Re: [PATCH] net: phy: Fix phy_modify() semantic difference fallout

From: Geert Uytterhoeven
Date: Tue Jan 09 2018 - 09:35:47 EST


Hi Russell,

On Tue, Jan 9, 2018 at 3:22 PM, Russell King - ARM Linux
<linux@xxxxxxxxxxxxxxx> wrote:
> On Tue, Jan 09, 2018 at 03:10:08PM +0100, Andrew Lunn wrote:
>> On Tue, Jan 09, 2018 at 12:11:21PM +0100, Geert Uytterhoeven wrote:
>> > In case of success, the return values of (__)phy_write() and
>> > (__)phy_modify() are not compatible: (__)phy_write() returns 0, while
>> > (__)phy_modify() returns the old PHY register value.
>> >
>> > Apparently this change was catered for in drivers/net/phy/marvell.c, but
>> > not in other source files.
>> >
>> > Hence genphy_restart_aneg() now returns 4416 instead zero, which is
>> > considered an error:
>> >
>> > ravb e6800000.ethernet eth0: failed to connect PHY
>> > IP-Config: Failed to open eth0
>> > IP-Config: No network devices available
>> >
>> > Fix this by converting positive values to zero in all callers of
>> > phy_modify().
>> >
>> > Fixes: fea23fb591cce995 ("net: phy: convert read-modify-write to phy_modify()")
>> > Signed-off-by: Geert Uytterhoeven <geert+renesas@xxxxxxxxx>
>> > ---
>> > Alternatively, __phy_modify() could be changed to follow __phy_write()
>> > semantics?
>>
>> Hi Geert, Russell
>>
>> I took a quick look at the uses of phy_modify(). I don't see any uses
>> of the return code other than as an error indicator. So having it
>> return 0 on success seems like a better fix.
>
> I'd like to avoid that, because I don't want to have yet another
> accessor that needs to be used for advertisment modification (where
> we need to know if we changed any bits.)
>
> That's why this accessor returns the old value.
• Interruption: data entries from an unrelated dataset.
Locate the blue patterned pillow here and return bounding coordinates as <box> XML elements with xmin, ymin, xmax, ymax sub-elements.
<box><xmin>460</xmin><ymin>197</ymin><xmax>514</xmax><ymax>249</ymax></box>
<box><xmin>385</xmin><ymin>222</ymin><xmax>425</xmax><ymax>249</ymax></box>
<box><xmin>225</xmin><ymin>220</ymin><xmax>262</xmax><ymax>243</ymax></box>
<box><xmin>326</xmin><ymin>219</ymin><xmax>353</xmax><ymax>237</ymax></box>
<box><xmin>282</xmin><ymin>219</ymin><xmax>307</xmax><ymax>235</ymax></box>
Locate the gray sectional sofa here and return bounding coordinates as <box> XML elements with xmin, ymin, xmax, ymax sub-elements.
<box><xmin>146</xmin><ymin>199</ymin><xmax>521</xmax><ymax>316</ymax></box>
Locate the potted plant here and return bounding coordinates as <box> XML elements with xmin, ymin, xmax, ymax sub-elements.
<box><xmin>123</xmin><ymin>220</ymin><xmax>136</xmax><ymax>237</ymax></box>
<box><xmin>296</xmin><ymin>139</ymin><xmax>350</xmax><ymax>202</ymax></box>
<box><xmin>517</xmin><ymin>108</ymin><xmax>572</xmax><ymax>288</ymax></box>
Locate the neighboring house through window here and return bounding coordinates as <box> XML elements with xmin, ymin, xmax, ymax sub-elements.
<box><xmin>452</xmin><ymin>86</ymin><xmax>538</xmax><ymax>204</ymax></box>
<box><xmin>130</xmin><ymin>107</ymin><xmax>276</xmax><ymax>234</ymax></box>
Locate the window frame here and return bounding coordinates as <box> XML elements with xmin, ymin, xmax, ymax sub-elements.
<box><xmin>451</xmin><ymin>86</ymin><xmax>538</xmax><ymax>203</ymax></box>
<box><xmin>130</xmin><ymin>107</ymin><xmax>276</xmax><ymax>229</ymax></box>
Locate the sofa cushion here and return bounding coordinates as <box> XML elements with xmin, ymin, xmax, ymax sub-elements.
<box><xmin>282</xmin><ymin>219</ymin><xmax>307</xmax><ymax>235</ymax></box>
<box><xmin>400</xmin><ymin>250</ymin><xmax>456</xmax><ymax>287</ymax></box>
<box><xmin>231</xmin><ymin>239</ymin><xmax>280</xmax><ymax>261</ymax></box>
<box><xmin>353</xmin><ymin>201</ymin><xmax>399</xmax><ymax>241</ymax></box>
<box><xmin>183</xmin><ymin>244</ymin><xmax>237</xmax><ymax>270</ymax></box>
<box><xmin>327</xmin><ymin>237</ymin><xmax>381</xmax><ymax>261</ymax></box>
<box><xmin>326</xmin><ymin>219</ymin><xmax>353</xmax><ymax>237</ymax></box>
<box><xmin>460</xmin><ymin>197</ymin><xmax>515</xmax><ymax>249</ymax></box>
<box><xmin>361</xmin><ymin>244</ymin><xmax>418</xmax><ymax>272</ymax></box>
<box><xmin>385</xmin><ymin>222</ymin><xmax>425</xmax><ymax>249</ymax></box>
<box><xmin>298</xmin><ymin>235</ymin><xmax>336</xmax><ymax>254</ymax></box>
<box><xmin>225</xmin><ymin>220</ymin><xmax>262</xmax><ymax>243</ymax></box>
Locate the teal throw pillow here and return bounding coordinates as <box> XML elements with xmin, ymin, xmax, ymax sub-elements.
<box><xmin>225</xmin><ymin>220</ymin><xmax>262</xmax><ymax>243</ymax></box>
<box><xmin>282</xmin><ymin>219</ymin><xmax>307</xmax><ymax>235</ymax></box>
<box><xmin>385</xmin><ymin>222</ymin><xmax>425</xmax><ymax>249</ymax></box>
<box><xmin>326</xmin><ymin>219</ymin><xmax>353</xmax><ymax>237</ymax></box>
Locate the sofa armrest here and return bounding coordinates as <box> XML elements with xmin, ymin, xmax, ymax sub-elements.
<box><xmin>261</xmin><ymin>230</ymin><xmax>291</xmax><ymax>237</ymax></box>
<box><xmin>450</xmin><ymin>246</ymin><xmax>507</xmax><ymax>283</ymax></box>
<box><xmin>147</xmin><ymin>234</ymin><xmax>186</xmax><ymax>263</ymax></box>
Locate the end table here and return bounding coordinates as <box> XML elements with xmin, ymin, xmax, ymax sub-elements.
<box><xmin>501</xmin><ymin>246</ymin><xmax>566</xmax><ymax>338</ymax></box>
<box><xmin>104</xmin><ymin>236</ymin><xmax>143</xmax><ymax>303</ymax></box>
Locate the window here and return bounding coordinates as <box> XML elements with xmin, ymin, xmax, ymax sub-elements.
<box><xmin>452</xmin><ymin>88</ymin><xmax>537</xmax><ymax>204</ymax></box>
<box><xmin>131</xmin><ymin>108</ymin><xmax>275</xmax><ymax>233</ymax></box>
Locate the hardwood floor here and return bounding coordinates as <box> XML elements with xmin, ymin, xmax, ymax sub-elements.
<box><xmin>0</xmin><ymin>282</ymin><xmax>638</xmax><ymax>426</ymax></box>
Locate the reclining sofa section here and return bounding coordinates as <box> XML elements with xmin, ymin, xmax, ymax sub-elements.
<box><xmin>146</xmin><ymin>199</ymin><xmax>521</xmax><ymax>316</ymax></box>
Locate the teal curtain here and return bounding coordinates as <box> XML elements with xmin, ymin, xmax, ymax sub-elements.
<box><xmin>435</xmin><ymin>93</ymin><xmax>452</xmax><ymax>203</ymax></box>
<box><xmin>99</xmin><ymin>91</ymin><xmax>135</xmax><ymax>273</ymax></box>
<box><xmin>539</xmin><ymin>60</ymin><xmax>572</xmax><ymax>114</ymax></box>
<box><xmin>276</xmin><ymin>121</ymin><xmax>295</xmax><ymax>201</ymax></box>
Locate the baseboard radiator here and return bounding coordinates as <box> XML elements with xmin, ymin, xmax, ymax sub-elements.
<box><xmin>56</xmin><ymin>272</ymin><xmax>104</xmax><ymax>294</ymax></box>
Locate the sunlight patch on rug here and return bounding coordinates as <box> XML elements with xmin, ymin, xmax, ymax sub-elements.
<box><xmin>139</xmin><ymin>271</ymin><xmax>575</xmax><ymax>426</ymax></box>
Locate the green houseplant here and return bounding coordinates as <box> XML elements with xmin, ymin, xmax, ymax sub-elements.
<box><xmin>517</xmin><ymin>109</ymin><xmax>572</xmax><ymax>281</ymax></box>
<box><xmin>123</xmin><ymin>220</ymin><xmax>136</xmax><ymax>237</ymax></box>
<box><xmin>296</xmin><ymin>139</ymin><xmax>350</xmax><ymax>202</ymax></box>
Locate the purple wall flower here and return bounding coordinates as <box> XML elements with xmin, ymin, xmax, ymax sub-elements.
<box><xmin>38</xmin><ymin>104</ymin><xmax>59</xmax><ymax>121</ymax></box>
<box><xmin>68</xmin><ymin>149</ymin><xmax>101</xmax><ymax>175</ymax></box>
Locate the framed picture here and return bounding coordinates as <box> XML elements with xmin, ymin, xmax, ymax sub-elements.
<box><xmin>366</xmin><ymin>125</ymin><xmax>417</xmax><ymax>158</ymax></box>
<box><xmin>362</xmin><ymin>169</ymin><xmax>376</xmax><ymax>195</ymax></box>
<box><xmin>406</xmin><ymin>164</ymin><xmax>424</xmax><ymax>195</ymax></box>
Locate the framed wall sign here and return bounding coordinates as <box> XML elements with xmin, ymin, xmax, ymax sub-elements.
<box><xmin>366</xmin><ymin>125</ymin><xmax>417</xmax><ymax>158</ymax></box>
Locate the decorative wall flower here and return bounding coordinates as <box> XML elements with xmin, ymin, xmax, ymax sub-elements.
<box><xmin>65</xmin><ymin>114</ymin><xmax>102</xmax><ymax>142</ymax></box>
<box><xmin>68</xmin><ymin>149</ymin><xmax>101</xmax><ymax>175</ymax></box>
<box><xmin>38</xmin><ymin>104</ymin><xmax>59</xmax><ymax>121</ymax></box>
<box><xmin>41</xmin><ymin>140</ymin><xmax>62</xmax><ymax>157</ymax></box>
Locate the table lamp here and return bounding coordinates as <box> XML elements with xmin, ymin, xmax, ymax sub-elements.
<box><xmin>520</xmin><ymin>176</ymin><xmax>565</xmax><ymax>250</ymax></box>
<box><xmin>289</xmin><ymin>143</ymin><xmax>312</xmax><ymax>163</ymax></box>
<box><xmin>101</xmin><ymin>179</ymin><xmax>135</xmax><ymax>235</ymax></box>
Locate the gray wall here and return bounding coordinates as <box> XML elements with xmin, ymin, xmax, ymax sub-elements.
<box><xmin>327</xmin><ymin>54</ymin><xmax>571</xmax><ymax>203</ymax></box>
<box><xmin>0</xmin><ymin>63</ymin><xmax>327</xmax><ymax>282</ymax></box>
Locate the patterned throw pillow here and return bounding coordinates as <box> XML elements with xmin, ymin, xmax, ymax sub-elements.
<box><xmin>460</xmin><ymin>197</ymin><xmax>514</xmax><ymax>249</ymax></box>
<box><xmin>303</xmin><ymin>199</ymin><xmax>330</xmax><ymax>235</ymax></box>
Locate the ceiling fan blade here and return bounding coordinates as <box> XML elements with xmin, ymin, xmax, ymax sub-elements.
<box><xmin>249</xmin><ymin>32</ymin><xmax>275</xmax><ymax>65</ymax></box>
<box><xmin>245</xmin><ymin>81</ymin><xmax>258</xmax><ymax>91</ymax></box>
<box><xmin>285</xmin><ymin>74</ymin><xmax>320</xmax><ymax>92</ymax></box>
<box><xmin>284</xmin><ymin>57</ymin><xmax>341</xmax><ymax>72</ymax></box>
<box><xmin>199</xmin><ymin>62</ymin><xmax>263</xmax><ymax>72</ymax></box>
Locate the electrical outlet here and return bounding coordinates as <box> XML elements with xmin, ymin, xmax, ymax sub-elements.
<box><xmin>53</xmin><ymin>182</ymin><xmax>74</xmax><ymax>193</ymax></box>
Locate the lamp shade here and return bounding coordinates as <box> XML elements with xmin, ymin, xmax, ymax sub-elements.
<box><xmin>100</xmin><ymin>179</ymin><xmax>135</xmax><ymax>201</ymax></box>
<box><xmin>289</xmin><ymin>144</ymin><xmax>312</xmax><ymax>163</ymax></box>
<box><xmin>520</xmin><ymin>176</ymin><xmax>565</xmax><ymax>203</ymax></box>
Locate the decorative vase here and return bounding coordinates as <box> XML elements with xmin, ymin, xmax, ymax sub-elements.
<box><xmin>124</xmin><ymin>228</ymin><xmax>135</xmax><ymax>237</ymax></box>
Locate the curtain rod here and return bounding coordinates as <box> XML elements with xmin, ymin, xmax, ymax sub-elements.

Can I consider that to be an Acked-by for my patch? ;-)

Gr{oetje,eeting}s,

Geert

--
Geert Uytterhoeven -- There's lots of Linux beyond ia32 -- geert@xxxxxxxxxxxxxx

In personal conversations with technical people, I call myself a hacker. But
when I'm talking to journalists I just say "programmer" or something like that.